Description
Hi, When I try to train this code with python main.py --train in my local computer. It's always happen that the cpu memory keeps increasing and when it is full, an error is reported. I think this problem cause by the memory out.
Traceback (most recent call last):
File "/home/user/.conda/envs/spinningup_nzh/lib/python3.6/threading.py", line 916, in _bootstrap_inner
self.run()
File "/home/user/.conda/envs/spinningup_nzh/lib/python3.6/threading.py", line 864, in run
self._target(*self._args, **self._kwargs)
File "/home/user/nzh_projects/kaggle-environments-master/kaggle_agent/HandyRL/handyrl/connection.py", line 190, in _receiver
data, cnt = conn.recv()
File "/home/user/.conda/envs/spinningup_nzh/lib/python3.6/multiprocessing/connection.py", line 250, in recv
buf = self._recv_bytes()
File "/home/user/.conda/envs/spinningup_nzh/lib/python3.6/multiprocessing/connection.py", line 407, in _recv_bytes
buf = self._recv(4)
File "/home/user/.conda/envs/spinningup_nzh/lib/python3.6/multiprocessing/connection.py", line 383, in _recv
raise EOFError
EOFError
Exception in thread Thread-4:
Traceback (most recent call last):
File "/home/user/.conda/envs/spinningup_nzh/lib/python3.6/threading.py", line 916, in _bootstrap_inner
self.run()
File "/home/user/.conda/envs/spinningup_nzh/lib/python3.6/threading.py", line 864, in run
self._target(*self._args, **self._kwargs)
File "/home/user/nzh_projects/kaggle-environments-master/kaggle_agent/HandyRL/handyrl/connection.py", line 175, in _sender
conn.send(next(self.send_generator))
File "/home/user/.conda/envs/spinningup_nzh/lib/python3.6/multiprocessing/connection.py", line 206, in send
self._send_bytes(_ForkingPickler.dumps(obj))

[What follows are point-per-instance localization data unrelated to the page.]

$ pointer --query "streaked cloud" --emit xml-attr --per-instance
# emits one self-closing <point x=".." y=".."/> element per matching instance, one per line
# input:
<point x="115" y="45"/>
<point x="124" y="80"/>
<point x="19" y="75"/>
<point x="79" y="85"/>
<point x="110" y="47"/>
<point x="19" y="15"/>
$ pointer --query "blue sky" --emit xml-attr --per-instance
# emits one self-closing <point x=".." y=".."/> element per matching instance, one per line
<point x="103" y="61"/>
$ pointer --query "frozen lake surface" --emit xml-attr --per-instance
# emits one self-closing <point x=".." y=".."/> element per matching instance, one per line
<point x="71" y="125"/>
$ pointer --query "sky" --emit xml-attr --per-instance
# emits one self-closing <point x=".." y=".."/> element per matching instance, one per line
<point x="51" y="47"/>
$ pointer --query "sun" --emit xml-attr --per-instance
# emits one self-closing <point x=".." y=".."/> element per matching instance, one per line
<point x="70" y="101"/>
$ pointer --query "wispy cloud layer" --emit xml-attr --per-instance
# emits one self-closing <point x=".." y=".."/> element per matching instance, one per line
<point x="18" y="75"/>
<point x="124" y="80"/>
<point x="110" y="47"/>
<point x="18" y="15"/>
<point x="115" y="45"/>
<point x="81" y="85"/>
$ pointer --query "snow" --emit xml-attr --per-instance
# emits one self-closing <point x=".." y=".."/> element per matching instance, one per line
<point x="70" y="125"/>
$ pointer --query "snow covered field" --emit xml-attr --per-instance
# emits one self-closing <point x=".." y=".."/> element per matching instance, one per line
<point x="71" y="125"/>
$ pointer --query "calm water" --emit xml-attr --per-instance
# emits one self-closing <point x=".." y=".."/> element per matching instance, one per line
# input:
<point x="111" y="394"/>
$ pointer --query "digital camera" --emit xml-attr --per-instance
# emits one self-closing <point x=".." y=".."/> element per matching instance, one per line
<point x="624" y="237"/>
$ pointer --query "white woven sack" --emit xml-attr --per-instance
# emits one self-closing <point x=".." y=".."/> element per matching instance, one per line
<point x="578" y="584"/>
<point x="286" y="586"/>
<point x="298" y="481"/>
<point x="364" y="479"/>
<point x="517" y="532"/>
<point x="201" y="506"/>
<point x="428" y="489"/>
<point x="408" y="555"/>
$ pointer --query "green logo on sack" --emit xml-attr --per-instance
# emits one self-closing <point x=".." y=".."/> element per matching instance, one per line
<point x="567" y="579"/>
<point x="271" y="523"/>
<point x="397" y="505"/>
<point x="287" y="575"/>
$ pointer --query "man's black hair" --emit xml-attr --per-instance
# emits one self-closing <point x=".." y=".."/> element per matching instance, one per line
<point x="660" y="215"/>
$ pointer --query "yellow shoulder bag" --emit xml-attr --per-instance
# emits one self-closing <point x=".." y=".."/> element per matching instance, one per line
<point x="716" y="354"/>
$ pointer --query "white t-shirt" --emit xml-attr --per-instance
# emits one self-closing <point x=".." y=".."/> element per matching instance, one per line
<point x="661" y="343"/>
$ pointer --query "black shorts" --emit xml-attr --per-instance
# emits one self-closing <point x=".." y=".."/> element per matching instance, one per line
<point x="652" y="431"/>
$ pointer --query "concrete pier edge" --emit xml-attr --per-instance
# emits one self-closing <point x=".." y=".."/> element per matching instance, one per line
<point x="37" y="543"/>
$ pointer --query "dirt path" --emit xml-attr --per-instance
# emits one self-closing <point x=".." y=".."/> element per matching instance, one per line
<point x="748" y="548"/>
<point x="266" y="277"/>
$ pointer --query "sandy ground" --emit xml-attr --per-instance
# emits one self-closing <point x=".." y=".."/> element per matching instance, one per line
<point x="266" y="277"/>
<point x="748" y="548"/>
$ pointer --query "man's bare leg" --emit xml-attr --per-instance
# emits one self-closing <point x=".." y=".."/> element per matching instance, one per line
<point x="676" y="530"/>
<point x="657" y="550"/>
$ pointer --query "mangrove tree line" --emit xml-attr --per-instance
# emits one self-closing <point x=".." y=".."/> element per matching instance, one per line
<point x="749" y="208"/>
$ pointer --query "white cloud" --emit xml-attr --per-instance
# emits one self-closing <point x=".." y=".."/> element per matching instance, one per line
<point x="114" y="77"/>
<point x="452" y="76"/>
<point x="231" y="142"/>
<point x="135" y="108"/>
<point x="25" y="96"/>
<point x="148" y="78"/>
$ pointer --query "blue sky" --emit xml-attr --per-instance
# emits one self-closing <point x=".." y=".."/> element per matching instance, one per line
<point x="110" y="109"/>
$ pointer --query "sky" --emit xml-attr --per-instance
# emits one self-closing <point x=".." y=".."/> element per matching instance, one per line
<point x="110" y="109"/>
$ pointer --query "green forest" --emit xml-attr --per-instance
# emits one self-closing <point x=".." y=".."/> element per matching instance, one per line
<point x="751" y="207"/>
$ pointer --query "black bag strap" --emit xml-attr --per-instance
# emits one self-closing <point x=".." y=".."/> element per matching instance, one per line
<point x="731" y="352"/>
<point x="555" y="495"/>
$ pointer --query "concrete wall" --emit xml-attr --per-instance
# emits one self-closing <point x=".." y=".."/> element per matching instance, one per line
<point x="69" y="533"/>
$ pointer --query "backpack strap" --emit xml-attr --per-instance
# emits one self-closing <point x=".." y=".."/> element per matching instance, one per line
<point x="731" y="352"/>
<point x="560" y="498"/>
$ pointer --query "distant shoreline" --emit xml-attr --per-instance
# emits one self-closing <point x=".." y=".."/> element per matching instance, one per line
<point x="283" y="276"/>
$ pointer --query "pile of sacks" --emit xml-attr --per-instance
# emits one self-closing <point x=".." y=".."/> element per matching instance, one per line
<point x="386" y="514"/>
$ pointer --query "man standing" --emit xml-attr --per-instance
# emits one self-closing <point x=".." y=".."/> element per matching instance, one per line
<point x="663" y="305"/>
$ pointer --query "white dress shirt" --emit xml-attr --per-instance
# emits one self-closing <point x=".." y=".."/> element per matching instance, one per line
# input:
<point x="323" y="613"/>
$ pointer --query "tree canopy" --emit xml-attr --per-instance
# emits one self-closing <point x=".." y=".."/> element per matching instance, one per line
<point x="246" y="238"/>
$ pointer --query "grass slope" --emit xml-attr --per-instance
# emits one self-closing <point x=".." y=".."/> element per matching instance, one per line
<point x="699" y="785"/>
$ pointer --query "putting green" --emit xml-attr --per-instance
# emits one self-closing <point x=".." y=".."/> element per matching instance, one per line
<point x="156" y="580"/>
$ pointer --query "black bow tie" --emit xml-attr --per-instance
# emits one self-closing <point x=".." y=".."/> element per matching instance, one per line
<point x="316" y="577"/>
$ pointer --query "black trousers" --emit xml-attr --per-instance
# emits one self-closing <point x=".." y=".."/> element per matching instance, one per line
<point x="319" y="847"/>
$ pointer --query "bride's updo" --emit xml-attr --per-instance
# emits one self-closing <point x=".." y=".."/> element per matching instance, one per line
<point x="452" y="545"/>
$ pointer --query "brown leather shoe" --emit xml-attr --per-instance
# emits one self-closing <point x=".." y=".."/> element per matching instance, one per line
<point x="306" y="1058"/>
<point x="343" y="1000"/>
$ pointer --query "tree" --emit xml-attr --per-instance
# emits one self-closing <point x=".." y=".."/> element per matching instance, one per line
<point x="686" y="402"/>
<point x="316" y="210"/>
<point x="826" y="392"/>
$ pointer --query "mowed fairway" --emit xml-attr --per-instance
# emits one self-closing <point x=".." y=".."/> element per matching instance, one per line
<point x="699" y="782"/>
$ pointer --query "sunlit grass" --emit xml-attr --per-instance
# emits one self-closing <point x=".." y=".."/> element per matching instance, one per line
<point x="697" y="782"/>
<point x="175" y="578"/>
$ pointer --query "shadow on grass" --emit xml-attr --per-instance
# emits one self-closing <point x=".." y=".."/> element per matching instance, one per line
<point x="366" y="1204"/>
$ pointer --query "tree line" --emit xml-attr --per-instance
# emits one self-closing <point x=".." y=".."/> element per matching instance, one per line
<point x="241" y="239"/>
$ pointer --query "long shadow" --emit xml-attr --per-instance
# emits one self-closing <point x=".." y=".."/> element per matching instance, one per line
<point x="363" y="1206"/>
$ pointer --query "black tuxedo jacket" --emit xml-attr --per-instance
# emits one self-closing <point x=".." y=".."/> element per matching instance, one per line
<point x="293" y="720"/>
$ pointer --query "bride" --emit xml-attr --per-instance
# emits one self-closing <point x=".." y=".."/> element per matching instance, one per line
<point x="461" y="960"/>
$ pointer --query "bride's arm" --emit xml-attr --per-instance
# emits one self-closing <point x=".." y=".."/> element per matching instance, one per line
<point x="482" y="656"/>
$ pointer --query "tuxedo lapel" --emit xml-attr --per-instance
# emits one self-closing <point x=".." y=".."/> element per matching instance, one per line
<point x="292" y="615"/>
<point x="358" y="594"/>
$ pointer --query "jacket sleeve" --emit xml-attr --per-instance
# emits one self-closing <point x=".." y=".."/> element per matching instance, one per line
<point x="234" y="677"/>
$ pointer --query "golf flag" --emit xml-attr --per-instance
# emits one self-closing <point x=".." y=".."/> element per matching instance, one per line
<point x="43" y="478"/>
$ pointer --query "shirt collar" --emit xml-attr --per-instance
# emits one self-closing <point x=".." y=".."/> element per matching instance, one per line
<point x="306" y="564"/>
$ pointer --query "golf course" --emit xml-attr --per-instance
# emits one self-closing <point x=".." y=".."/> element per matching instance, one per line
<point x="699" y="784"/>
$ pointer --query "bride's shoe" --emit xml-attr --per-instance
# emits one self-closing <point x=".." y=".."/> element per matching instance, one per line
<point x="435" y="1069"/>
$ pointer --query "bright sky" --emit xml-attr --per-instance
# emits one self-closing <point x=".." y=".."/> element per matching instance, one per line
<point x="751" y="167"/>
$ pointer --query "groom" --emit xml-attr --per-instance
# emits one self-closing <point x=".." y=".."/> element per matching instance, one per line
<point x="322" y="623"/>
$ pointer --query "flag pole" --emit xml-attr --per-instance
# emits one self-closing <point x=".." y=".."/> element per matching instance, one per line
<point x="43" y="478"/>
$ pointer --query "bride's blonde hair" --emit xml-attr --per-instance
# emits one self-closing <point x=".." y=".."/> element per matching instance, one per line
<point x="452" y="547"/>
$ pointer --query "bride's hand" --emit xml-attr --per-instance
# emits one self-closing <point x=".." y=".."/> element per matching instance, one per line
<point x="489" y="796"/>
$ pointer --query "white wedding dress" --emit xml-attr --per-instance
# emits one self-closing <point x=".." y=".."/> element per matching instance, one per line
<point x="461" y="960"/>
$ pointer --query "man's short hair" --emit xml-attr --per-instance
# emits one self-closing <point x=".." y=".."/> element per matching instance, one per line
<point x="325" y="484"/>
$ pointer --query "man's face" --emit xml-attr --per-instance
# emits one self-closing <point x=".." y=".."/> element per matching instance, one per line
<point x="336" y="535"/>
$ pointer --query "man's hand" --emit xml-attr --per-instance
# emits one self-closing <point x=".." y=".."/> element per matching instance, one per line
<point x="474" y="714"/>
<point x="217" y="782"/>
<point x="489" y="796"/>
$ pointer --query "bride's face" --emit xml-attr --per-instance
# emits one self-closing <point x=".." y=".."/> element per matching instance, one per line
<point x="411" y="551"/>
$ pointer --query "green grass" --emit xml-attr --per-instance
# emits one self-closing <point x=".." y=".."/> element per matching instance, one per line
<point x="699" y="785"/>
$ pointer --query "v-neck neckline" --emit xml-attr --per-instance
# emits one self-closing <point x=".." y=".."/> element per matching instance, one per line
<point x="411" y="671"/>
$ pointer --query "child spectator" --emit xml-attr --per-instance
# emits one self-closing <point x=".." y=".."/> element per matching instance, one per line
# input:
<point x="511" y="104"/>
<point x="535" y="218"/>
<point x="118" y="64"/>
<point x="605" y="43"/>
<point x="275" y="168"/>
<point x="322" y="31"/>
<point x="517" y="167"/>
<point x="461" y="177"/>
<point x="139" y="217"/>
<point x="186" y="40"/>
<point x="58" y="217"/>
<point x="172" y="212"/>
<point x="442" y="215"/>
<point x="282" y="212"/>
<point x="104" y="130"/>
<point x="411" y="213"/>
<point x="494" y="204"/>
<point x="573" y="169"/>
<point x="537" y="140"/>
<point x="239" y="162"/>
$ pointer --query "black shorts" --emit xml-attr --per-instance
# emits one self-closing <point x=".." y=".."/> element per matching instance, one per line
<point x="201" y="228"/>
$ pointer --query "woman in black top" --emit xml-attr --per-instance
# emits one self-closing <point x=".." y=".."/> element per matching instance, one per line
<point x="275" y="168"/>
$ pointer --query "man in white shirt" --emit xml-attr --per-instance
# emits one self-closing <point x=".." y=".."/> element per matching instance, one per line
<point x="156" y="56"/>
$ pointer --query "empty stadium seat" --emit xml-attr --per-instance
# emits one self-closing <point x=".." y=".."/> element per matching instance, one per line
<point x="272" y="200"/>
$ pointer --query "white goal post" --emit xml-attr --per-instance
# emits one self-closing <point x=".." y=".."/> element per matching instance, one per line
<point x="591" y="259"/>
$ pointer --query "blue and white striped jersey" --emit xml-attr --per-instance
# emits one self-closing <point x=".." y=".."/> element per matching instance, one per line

File "/home/user/.conda/envs/spinningup_nzh/lib/python3.6/multiprocessing/connection.py", line 397, in _send_bytes
self._send(header)
File "/home/user/.conda/envs/spinningup_nzh/lib/python3.6/multiprocessing/connection.py", line 368, in _send
n = write(self._handle, buf)
BrokenPipeError: [Errno 32] Broken pipe
Because my Memory only have 32G, so i have try to turn the max_episodes to the 200000. when the number of the sample at 20w, the memoey use_rate about 95%, but this code still occupy the more cpu memory with continuous sampling. In my Option, I think when the sample number more than max_episodes, the replay buffer will delete the old sample. but i dont know why the memory still increase.
could you give me some ideas. and how can i solve this problem(not restart). Thanks very much!